Definitions of Transnationalism

The terms ‘transnationality’ and ‘transnationalism’ are considered by Jackson, Crang and Dwyer (2004, 4) to be trend words in the social sciences, though they believe that the ties and interactions that embody these terms have been in existence for a long time. Al-Ali and Koser (2002, 1) question whether any new developments have occurred since researchers first began describing ‘international migration as “transnational migration”, international migrants as “transnational migrants”, and their activities and identities as examples of “transnationalism”’. The attention given to the subject of transnationalism is ongoing. Yet it is unclear what status is given to those individuals, groups of individuals or communities considered to be transnationals and what it means to the wider society that someone is a transnational.

If transnationalism is about maintaining ties to a homeland or culture, then a distinction between a migrant and a transnational is possible on the basis of the contact that a migrant has with the homeland or culture and whether that contact is limited to other migrants in the host country. Migrants, unlike transnationals, maintain involvement in only one space (Rouse 2004, 28).
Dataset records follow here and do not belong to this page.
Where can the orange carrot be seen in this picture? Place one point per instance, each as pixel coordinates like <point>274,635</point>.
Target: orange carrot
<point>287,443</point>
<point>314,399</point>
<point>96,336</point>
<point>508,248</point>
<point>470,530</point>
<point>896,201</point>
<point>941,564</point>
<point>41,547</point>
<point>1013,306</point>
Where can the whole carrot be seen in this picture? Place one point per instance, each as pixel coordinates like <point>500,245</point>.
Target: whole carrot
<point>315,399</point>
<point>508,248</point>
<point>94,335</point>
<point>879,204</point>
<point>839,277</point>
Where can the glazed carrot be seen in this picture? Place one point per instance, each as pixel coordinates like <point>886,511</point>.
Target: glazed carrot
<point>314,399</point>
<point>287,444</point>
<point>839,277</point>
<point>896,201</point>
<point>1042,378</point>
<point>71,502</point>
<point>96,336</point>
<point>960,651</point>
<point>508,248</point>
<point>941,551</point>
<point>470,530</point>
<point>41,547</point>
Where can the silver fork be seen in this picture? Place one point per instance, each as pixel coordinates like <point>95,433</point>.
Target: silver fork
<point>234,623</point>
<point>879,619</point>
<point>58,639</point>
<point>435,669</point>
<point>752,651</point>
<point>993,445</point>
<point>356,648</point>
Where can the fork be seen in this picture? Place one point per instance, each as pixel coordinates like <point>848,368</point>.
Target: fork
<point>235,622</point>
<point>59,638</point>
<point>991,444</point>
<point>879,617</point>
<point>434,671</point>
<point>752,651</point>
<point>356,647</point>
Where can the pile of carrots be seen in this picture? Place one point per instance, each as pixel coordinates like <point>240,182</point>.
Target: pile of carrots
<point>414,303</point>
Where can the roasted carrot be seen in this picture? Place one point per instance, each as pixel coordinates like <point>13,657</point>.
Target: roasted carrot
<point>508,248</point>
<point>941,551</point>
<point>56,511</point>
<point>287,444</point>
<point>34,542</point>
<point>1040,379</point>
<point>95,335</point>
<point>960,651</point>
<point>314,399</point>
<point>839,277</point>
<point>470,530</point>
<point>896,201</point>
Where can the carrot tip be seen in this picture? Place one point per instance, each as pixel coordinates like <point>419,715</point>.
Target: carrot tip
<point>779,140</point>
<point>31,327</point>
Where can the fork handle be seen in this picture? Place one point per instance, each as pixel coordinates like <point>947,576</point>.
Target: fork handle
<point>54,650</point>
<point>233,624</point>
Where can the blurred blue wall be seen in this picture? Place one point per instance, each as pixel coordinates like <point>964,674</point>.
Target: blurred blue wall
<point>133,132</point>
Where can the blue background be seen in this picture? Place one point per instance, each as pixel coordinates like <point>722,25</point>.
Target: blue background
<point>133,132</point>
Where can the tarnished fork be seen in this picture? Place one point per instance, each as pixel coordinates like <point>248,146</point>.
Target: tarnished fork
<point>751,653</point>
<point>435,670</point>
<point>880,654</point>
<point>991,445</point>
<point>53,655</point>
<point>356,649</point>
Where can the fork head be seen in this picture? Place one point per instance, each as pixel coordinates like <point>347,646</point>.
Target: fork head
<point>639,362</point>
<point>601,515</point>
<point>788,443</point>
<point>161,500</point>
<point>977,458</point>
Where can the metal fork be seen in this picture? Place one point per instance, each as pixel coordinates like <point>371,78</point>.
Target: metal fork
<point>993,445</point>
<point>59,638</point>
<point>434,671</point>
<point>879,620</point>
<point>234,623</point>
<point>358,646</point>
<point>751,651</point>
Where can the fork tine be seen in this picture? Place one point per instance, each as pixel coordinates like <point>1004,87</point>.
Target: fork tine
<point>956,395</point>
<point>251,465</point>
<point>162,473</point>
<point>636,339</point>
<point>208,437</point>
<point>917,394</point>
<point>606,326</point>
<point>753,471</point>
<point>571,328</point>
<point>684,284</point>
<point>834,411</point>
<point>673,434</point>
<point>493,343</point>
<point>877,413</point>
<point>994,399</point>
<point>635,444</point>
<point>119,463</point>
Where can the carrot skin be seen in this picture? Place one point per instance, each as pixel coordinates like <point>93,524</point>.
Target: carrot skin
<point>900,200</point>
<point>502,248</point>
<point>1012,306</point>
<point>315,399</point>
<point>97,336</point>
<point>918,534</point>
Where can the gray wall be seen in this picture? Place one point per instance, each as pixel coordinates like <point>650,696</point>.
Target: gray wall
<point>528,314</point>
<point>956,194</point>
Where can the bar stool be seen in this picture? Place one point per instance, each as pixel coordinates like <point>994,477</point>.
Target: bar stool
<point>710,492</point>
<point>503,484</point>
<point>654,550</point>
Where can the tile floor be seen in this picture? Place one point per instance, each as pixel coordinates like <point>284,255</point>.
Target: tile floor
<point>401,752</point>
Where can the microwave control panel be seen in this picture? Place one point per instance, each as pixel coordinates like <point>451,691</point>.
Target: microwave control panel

To a transnational, relationships, connections, and families occur across boundaries though not necessarily involving the mobility that we might expect of a migrant. Transmigrants claim or are claimed by two or more nation-states, one of which is their state of origin (Glick Schiller 1999). This argument is supported by Basch, Glick Schiller and Blanc (1995) and Al-Ali and Koser (2002), who say that transmigrants are immigrants who develop and maintain economic, social, religious, and organisational relationships that span borders. Pacific transnationals, like those transnationals described by Glick Schiller, operate in social fields that transgress geographical, political and cultural borders. Van Amersfoort and Doomernik prefer to keep the term ‘transnational community’ to refer to those ‘that have kept their cultural identity and whose members are still guided by specific cultural norms in important areas of behaviour’ (2002, 59).